The beneficial effect of hyperimmune egg powder was demonstrated also when administered daily as a diet supplementation in early weaned puppies. Alaskan husky puppies (n = 36) receiving egg powder from hens immunized against several bacterial species (E. coli, Salmonella spp.) tended to have improved faecal quality and increased faecal IgA (Reynolds & Knorr, 2006). With an egg powder containing CPV2‐specific antibodies, Van Nguyen et al. (2006) evidenced a protective effect of supplementation after an experimental CPV2‐challenge: puppies receiving 2 g of egg powder three times per day (n = 3) presented no symptoms of the disease, whereas control puppies (n = 4) showed weight loss, vomiting and diarrhoea. Caution is required, however, in regard to the low sample size.
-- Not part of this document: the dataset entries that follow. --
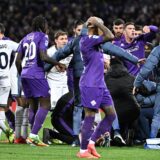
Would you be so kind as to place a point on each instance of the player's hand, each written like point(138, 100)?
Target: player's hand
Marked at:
point(135, 90)
point(61, 67)
point(146, 29)
point(141, 61)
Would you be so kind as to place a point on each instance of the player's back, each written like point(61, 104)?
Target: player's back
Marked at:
point(6, 49)
point(30, 48)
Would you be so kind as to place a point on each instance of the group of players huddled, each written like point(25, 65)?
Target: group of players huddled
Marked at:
point(102, 71)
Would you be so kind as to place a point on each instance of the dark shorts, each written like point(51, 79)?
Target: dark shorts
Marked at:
point(34, 88)
point(95, 98)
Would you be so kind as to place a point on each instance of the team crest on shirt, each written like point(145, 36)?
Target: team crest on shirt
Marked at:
point(95, 36)
point(122, 45)
point(93, 103)
point(46, 43)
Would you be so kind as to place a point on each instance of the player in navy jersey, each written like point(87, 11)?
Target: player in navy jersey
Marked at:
point(118, 29)
point(32, 53)
point(7, 49)
point(94, 93)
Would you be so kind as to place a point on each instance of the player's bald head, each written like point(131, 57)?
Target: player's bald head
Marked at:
point(2, 28)
point(39, 23)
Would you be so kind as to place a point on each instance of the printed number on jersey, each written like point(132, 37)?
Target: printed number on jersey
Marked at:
point(3, 60)
point(30, 52)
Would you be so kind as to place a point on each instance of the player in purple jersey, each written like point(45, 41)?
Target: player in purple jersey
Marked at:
point(32, 53)
point(118, 28)
point(94, 93)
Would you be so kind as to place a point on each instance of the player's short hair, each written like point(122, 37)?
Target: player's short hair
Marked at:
point(128, 23)
point(2, 28)
point(77, 23)
point(59, 33)
point(39, 24)
point(118, 22)
point(138, 27)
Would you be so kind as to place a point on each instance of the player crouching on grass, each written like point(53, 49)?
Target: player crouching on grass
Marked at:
point(94, 93)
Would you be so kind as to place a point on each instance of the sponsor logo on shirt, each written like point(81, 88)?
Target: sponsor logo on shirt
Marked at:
point(130, 50)
point(3, 46)
point(93, 103)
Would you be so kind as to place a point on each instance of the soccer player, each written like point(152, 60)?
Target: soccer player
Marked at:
point(21, 113)
point(58, 80)
point(73, 48)
point(94, 93)
point(152, 63)
point(118, 29)
point(7, 47)
point(136, 45)
point(32, 52)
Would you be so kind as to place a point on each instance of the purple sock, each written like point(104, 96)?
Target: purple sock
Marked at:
point(31, 117)
point(10, 118)
point(103, 127)
point(87, 130)
point(39, 119)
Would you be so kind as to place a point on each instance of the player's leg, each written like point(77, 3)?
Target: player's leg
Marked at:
point(4, 94)
point(77, 112)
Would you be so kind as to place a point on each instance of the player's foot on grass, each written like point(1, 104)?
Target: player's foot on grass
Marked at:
point(86, 155)
point(91, 149)
point(20, 140)
point(35, 141)
point(10, 135)
point(46, 136)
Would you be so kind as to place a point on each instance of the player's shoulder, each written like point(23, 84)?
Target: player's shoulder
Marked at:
point(8, 42)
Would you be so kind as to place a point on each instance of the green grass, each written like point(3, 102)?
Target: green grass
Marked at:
point(66, 152)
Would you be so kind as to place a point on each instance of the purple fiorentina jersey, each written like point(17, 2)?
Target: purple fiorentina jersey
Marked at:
point(30, 46)
point(93, 73)
point(137, 49)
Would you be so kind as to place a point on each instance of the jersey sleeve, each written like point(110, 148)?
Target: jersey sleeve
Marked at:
point(43, 45)
point(14, 45)
point(20, 47)
point(95, 40)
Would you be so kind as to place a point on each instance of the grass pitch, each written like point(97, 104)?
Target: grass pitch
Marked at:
point(66, 152)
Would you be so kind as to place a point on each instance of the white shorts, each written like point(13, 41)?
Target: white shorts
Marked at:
point(4, 95)
point(14, 86)
point(16, 89)
point(57, 90)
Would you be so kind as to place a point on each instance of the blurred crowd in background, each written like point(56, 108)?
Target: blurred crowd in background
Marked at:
point(16, 15)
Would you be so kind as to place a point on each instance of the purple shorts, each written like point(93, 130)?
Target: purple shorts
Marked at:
point(34, 88)
point(95, 98)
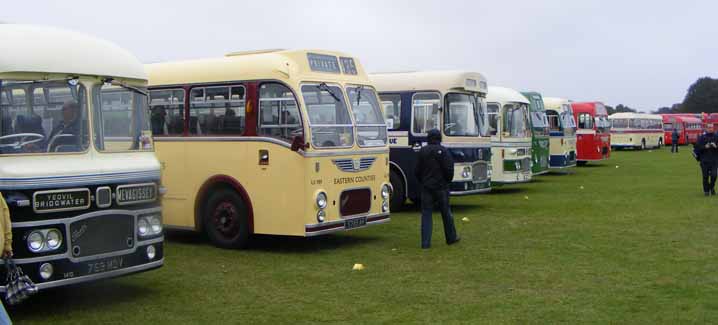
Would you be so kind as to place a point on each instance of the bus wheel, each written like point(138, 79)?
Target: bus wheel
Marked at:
point(226, 220)
point(398, 195)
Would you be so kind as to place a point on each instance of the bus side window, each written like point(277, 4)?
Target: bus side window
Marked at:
point(585, 121)
point(167, 112)
point(391, 103)
point(493, 110)
point(278, 112)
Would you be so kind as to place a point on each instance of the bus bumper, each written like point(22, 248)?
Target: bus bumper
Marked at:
point(469, 188)
point(323, 228)
point(67, 272)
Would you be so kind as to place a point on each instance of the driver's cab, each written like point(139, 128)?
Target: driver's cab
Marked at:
point(49, 116)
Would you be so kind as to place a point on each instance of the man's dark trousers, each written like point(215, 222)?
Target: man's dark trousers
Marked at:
point(710, 171)
point(440, 197)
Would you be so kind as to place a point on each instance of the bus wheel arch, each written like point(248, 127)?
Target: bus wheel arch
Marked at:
point(399, 184)
point(235, 200)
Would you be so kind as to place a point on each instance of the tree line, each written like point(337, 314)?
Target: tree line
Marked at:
point(702, 97)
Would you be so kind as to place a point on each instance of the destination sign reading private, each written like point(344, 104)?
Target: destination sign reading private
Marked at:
point(131, 194)
point(61, 200)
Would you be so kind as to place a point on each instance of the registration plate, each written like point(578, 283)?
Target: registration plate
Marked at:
point(355, 223)
point(105, 265)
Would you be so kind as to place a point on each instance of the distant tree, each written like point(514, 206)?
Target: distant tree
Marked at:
point(702, 96)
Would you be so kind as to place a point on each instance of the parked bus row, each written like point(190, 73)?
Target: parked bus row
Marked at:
point(278, 142)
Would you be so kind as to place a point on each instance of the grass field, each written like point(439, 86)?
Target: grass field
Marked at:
point(629, 240)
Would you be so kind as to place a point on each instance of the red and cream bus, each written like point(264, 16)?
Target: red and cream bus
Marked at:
point(593, 139)
point(689, 128)
point(636, 130)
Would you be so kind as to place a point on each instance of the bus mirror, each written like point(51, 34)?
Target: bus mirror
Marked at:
point(298, 143)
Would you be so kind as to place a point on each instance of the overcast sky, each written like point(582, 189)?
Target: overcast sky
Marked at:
point(644, 54)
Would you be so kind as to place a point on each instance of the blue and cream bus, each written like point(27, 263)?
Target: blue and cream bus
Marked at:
point(450, 101)
point(77, 165)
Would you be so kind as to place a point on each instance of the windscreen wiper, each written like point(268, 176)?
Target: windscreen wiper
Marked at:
point(126, 86)
point(359, 89)
point(323, 86)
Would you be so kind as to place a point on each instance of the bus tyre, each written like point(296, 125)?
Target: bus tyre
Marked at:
point(225, 219)
point(398, 195)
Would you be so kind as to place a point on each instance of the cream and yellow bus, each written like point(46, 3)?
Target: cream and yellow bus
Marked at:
point(77, 168)
point(562, 129)
point(636, 130)
point(269, 142)
point(510, 130)
point(450, 101)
Hyperimmune egg powder, administered before or after gut closure, thus appears as a promising prophylactic and therapeutic tool targeted against specific canine pathogens.

Conclusions

The perfect hyperimmune solution, approaching colostrum or milk properties, should provide the newborn not only with specific passive immunity, but also nutrients and energy. Canine serum/plasma shows beneficial effect on health of the newborn dog, but is poorly caloric. Bovine colostrum, although providing energy, does not contain canine pathogen‐specific antibodies. Hyperimmune egg powder, bringing energy and targeted against canine pathogens, seems to be to date the most promising strategy to improve puppy's health.

Conflict of Interest

HM, AG, BG, JS, JS and SCM have no conflict of interest to declare. CM and AF are Royal Canin employees.